She jumped up and blundered out of the room, leaving her plate and banging the door onto the sun porch.
“Daddy wouldn’t say rotten, stinking things like that to me,” she flung back over her shoulder. I could hear the tears thick in her throat. She would work herself into one of her shrill rages, and it might or might not have subsided by morning. Poor Happy. She was right about her father, though not in the way she wished. Peter would not have reproved her or sent her from the table. Indeed, he would have said nothing at all. That silence was the weight that had smothered the flame behind Happy’s smile years before.
“She is badly spoiled, I’m afraid,” Mother Hannah said with satisfaction to the table at large. “I’ve said so all along to Peter. This modern permissiveness will be the ruin of many a child. In my day such an outburst would not have been permitted.”
My cheeks burned with annoyance at her, enthroned in the armchair at the head of the table where she had sat ever since Big Peter died, even though for years it had been I who had served our meals and seen to the comfort of guests and done most of the cooking too. To get back and forth from the kitchen I practically had to climb over her, but I knew she would not think of relinquishing her throne to me. Once or twice during every meal I could see that she groped with her toe for the button on the floor that once had summoned servants from the kitchen, forgetting we had disconnected it when I had finally insisted that Tina Willis leave for her own home at midafternoon. Mother Hannah was very old now, and quite ill, and frail to the point of incapacity, and her short-term memory was close to nonexistent. But her autocratic will was unchanged.
“Where is Tina? I’ve been ringing for five minutes,” she would say.
“You remember, Mother Hannah. Tina doesn’t come in the evenings now. She hasn’t, for almost five years. The button doesn’t work. We disconnected it.”
“Nobody told me. Why wasn’t I consulted? Who took it upon themselves to tell her not to come?”
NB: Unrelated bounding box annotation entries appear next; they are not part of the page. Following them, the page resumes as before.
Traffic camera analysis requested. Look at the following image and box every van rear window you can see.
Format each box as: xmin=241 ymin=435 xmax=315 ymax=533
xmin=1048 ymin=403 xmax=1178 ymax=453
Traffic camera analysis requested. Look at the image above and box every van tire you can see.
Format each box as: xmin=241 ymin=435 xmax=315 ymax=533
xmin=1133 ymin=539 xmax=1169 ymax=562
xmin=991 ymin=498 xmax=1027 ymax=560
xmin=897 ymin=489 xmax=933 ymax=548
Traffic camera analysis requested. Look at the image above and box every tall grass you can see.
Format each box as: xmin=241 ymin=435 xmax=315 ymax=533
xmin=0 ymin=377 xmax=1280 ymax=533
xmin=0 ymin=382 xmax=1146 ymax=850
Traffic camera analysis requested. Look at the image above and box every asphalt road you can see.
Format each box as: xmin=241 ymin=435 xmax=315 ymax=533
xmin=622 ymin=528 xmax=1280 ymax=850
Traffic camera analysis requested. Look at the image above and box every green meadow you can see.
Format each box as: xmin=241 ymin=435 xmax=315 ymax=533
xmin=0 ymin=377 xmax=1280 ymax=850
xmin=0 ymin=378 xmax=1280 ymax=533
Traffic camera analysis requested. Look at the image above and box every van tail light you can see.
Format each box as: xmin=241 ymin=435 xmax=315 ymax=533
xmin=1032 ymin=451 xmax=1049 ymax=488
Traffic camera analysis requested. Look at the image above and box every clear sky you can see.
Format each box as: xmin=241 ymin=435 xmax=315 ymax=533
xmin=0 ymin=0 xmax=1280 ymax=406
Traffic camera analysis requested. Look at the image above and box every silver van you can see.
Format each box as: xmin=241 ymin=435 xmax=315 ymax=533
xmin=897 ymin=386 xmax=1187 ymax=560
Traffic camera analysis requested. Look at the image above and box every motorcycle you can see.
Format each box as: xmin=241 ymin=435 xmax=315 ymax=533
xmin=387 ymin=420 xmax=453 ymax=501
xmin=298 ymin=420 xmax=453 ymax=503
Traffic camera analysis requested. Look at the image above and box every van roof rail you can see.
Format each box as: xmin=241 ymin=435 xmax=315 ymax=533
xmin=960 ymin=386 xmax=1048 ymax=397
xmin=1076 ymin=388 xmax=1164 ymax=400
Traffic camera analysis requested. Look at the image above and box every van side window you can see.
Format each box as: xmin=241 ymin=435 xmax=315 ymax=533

“I did, but only after you agreed that it was ridiculous for her to come when there were so few of us here. She’s entitled to some life of her own, you know.”
“Who’ll cook for Peter? And Petie?”
“Mother Hannah, I’ve been doing it for years. It’s only you and me and Happy most of the time now; you know Peter and Petie only come for a week or two in the summer.”
“No, I don’t know. Why don’t they come? Did you tell them not to? I want Tina back. Everybody else in Retreat has a cook in the evenings. How will it look, you doing our cooking?”
“Almost nobody has a full-time cook now,” I would repeat.
“The Winslows are the only ones; everybody else let most of their help go during the war.”
“You’re being very contrary, Maude,” she would say. “You know that is not true. Augusta Stallings has Marjorie, and Mary and Ridley Lincoln have Marva, and Helen Parker has Dorothy.”
And I would be silent, because Augusta Stallings and her Marjorie were both dead, as were Dr. and Mrs. Lincoln and their Marva, and Helen Parker was now nearly as old as the fearsome Mamadear had been when I first came to Retreat.
In the early days I
would point this out to Mother Hannah, but it had upset and angered her so I had stopped, and much of the time she lived among an army of genteel ghosts, attended by faithful phantoms.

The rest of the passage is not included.